The men and women in the Corps [of Cadets] live and study under a classical military system … About a third of the graduating classes accept military commissions.
—from The Citadel website

Since 1842, The Citadel has been training men (and now women) for business, science, politics, and other fields, but most famously, for war. It is, after all, the Military College of South Carolina, and takes its Sword Drills, Summerall Guards, and Long Gray Line Parades quite seriously. Its cadets and graduates have fought in every American war since 1861.

That’s why I found it curious that Dr. Will Johnson of The Citadel’s Department of Psychology would be teaching an honors-level course called “The Psychology of War and Peace” — with the operative word being peace.

“I had the idea a couple of years ago,” Johnson says. “I wanted to explore what the field of psychology can offer in terms of topics beyond straight military training. Peacemaking is touched on in political science, but there is no study of the subject based on human nature … I wanted to look into that nature and ask if we are just aggressive machines and built to fight.”

Johnson thinks he is alone among teachers at the nation’s military schools in studying the psychology of war and peace. He has found nothing like it in the curricula of the Army, Navy, or Air Force academies.

Yet he is in good company within the field of academic psychology.

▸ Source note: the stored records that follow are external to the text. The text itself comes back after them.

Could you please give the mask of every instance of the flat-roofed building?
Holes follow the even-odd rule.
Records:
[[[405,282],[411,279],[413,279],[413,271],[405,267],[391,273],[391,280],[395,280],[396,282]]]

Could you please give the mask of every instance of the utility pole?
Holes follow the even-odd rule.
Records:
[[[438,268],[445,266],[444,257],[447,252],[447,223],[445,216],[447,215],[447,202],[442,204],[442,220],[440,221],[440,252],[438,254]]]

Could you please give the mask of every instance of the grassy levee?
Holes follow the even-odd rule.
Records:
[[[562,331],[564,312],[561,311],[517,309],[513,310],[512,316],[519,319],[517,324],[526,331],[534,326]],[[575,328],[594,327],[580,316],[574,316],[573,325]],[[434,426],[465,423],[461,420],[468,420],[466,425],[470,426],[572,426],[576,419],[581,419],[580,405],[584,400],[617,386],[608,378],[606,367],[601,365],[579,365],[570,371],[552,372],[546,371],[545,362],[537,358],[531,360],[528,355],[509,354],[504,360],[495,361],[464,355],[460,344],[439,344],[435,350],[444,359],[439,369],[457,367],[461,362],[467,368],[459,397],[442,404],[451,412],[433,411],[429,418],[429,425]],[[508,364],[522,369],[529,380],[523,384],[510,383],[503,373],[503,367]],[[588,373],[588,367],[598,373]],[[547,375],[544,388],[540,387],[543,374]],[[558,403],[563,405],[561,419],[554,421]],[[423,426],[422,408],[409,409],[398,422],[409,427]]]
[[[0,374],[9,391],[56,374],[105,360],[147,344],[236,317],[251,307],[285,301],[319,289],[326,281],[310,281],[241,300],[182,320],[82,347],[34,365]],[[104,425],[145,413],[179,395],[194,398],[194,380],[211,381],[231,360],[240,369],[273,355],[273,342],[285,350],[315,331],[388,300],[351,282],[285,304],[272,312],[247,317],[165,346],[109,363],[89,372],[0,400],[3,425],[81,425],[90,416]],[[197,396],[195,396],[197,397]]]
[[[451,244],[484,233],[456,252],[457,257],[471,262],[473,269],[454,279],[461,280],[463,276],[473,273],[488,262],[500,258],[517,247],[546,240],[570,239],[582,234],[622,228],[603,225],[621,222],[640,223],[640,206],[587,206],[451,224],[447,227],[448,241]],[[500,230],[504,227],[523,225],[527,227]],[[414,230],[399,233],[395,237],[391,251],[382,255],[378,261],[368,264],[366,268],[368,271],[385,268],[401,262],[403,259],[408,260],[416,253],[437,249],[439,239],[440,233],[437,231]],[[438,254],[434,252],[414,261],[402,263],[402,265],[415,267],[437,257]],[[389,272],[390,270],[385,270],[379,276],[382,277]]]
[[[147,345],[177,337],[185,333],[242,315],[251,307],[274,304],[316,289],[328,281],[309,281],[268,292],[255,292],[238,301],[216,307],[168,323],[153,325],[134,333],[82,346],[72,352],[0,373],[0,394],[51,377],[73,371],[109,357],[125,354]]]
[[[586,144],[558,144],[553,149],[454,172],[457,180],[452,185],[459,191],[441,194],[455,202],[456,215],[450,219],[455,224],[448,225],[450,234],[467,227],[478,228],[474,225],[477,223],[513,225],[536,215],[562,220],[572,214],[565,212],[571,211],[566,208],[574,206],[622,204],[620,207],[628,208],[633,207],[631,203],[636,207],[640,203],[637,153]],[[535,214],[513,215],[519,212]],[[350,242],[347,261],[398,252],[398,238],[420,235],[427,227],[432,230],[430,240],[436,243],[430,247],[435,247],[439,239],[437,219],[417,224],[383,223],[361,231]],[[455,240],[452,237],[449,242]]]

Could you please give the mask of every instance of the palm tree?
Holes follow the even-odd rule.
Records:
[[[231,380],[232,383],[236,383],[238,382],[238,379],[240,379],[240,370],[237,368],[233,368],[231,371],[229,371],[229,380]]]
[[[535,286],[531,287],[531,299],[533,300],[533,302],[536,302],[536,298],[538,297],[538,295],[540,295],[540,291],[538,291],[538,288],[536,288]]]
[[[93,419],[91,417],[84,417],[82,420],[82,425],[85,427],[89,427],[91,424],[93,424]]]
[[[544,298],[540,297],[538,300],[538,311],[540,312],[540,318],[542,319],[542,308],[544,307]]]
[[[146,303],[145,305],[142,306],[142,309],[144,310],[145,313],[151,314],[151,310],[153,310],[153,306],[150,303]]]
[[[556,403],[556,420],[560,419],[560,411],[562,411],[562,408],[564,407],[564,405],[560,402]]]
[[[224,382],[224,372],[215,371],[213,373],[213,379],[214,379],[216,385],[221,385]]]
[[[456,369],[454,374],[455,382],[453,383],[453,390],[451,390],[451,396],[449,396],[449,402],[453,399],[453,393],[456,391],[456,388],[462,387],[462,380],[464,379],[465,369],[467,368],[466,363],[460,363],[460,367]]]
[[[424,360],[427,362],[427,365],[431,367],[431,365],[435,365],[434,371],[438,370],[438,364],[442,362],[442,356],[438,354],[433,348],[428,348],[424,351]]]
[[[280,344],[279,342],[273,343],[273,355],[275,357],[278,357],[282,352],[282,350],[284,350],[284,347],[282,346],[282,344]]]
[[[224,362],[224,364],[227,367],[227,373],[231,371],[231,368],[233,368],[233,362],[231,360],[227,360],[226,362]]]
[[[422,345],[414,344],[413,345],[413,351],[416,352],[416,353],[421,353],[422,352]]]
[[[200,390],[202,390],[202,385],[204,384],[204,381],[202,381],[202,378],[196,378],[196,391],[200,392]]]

Since 1990, the Society for the Study of Peace, Conflict, and Violence has been a division of the American Psychological Association and, according to its website, is “a home for psychologists who work to promote peace within nations, communities, and families.”

The study of peace and conflict is relatively new and its application within a military environment is groundbreaking. Yet, the need is clearly there. History and current U.S. military policy are strewn with examples of how military force and diplomacy were used wisely and wastefully.

“The purpose of our military is to promote our national interest,” Johnson says. “But what is the national interest?”

After World War II, our interest lay not in further crushing Germany and Japan, but in rebuilding them economically and installing democratic governments. The result has been one of the most remarkable transformations in history, assuring more than 60 years of relative peace and stability. Likewise, Western Europe was secured against Soviet Communism by the aid and goodwill of the Marshall Plan and the Berlin Airlift, as much as the presence of the Third Army and the Strategic Air Command.

Those lessons seem to have been lost 20 years later, as America blundered into Vietnam, fighting an enemy we never understood. The mistake cost us 58,000 lives and untold wealth and prestige.

There is the expression that when the only tool in your box is a hammer, everything starts to look like a nail. If America’s military leaders had more tools in their collective box, perhaps they would have more ways of promoting American interests in an increasingly complex world. Many observers feel that too many times in recent decades U.S. leaders have reached for the hammer in making critical strategic decisions when a more subtle tool might have served better.

Right now the CIA and the Army are engaged in a program to peel off layers of Taliban resistance in Afghanistan through economic and political initiatives. Of course, such an approach requires seeing the Islamic militia not as a monolithic enemy, but as a collection of groups and individuals who come to the cause out of different motives and with different levels of commitment.

This is not the kind of thinking that some political and military blowhards like to engage in, but sometimes asking questions first can prevent shooting later. Understanding why people fight and why they cooperate could be a valuable part of military training, Johnson says.

“We are beginning to understand that sometimes success is not so much survival of the fittest,” he says, “but survival of the fittest within a helping and cooperative scenario.”

Considered in that light, the problem of promoting national interest may be one of identifying and framing the right scenario, rather than identifying and bombing targets. Johnson understands that not all challenges can have a peaceful resolution, but none will have a peaceful resolution unless it is sought. It may take a special sensitivity and training to see that possibility.

There are three students in Johnson’s trial class, and he is pleased with the results as the semester winds down. There are no immediate plans to teach the class again, but he hopes to have another chance to teach it in the future. It would be a good investment for The Citadel and for the U.S. military.